Guenter Butschek: That’s the big question. Is the demand a flash in the pan or something else? After we get a vaccine, after we’re out of the COVID-19 scare, for lack of a better term, will customer priorities shift back? India’s starting point is different from other countries. The US has 800 cars per 1,000 people. Germany has about 600. India is about 22 cars per 1,000 people. Yet the same trends and challenges around technology affect India too—in connectivity, electrification, advanced driver-assistance systems. These trends are the same everywhere.

Not that long ago, I would have taken the bet that India would leapfrog other countries in some of these developments—the so-called ACES 1 trends—leveraging the country’s social-demographic differences. Now, with COVID, we need to give this frog a little bit more time.

[The pandemic] reinforces how we are all interconnected and responsible for one another in ways beyond what we might have envisaged—whether it’s employees, customers, suppliers, or communities.

The Quarterly: Let’s look ahead ten years. Paint a picture of India, and Tata Motors.

Guenter Butschek: I’d say the only thing you can take for granted is that in ten years’ time I will have retired. [Laughs.] But on a more serious note, in 2030, India will most likely have the third- or fourth-largest economy in the world.

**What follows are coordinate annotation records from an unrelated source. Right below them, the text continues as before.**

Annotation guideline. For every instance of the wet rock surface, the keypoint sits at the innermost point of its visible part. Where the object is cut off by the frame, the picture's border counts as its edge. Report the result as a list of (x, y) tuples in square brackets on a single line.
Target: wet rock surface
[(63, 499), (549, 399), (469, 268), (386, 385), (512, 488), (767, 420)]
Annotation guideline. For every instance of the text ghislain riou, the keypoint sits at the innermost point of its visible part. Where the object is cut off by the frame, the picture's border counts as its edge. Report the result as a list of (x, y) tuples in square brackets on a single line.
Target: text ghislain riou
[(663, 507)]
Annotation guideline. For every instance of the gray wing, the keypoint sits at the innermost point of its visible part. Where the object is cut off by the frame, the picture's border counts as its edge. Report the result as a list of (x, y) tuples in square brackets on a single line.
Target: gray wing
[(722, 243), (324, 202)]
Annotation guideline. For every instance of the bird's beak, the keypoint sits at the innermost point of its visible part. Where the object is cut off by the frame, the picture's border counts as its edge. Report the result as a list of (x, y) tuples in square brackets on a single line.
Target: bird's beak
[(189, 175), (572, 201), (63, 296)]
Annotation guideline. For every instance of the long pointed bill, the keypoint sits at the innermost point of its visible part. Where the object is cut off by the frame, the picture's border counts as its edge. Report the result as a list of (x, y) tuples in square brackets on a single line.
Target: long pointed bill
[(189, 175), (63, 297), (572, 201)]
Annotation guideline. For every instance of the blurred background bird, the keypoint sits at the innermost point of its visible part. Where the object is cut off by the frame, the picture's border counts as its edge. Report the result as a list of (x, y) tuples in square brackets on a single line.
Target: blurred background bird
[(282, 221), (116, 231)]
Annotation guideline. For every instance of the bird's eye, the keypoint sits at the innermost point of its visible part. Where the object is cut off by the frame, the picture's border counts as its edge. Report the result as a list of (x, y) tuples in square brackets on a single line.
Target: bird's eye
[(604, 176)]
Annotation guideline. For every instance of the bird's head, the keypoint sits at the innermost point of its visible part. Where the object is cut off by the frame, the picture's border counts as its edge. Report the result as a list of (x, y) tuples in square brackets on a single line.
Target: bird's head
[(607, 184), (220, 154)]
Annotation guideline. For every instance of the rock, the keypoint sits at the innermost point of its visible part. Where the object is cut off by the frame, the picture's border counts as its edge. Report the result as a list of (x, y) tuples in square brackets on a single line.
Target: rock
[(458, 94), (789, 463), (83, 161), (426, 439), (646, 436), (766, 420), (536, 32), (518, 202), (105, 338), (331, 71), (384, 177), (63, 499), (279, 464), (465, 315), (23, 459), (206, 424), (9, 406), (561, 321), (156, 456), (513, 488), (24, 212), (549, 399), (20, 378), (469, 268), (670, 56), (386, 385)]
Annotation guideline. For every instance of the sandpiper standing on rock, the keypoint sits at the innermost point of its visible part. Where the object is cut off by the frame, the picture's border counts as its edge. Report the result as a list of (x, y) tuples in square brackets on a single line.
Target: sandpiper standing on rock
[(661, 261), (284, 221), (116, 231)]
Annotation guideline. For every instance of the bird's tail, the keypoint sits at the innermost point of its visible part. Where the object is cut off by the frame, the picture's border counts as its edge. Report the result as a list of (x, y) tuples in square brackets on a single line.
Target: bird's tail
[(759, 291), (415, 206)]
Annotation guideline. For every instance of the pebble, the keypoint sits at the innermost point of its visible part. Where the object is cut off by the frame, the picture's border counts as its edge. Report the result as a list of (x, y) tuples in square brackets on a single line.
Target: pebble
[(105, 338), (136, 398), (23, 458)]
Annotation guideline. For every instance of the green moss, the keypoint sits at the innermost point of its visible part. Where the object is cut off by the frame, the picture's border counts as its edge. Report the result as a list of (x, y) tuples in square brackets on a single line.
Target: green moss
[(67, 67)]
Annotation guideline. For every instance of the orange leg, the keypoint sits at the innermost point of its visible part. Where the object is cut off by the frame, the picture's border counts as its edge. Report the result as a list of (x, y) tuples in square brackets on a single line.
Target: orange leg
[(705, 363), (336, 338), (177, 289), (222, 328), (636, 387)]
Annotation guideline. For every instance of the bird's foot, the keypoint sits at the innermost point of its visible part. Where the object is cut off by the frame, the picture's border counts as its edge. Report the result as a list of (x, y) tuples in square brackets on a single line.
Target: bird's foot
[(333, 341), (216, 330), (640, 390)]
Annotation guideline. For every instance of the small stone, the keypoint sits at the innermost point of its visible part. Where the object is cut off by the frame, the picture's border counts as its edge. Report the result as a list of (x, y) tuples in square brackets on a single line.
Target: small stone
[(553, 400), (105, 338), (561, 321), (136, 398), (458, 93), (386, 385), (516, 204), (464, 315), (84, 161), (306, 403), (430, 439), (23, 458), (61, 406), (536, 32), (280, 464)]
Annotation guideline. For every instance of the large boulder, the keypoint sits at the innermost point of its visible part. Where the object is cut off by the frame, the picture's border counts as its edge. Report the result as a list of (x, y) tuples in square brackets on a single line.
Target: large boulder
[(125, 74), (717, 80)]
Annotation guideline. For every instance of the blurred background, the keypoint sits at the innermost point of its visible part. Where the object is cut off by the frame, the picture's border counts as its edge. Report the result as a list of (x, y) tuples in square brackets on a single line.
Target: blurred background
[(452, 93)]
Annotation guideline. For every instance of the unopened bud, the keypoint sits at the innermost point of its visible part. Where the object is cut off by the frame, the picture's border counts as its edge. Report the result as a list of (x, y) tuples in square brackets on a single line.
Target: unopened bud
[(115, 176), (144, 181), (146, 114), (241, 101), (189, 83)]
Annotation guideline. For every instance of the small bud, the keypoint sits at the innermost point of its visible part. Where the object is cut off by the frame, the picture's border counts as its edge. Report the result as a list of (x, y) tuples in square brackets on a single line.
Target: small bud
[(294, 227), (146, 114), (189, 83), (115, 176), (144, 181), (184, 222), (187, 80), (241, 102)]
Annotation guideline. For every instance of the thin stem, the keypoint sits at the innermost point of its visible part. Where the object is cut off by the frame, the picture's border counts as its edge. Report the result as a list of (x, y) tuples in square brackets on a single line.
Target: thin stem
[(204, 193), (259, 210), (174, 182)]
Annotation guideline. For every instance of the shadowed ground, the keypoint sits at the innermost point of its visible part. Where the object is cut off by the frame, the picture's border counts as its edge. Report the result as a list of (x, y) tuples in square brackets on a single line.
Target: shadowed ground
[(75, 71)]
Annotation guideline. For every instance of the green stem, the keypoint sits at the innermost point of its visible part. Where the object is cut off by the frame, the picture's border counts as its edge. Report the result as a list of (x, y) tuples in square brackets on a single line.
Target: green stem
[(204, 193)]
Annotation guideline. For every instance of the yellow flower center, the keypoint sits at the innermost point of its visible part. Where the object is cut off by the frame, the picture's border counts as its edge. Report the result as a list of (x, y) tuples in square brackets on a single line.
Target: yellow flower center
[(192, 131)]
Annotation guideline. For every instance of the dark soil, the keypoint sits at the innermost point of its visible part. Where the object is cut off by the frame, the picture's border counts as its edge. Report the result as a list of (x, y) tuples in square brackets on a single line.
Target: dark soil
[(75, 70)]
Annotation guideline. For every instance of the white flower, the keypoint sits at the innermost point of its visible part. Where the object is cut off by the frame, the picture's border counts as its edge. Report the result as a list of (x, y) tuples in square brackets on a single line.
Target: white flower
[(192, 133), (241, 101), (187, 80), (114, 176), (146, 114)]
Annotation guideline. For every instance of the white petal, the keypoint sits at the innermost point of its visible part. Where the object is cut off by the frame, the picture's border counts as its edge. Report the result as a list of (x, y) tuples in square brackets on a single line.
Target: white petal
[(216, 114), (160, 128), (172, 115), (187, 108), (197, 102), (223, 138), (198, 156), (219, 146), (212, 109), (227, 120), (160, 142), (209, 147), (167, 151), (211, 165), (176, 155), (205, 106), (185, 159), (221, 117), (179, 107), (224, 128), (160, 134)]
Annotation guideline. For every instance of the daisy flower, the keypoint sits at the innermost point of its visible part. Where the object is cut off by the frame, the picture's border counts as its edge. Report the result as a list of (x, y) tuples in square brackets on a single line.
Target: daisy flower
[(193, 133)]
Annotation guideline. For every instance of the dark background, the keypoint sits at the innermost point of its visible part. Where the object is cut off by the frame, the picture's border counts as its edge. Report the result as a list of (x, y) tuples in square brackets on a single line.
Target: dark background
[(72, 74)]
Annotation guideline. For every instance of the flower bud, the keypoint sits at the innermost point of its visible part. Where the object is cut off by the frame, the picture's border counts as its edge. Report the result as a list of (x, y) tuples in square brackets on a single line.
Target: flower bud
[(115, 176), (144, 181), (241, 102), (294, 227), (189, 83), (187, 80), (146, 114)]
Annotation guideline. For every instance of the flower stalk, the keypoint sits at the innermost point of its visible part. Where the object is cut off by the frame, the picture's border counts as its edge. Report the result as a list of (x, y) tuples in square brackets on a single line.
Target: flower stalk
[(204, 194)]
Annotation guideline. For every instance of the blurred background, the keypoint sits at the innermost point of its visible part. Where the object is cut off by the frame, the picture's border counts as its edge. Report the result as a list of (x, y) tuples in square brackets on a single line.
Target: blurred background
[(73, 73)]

Household consumption will have doubled; the government’s investment in reducing poverty and enhancing social capital through education, health, skill development, infrastructure, and affordable housing all will have started yielding sustained benefits, complementing those derived from economic growth. That potential to leapfrog in technology and other developments will remain strong.

For Tata Motors, I’m sure that by 2030 we will have become a much more agile organization, continuing to embrace the advances in technology for connecting aspirations with innovative mobility solutions, and all with a strong commitment to enhance the quality of life in the communities we operate in.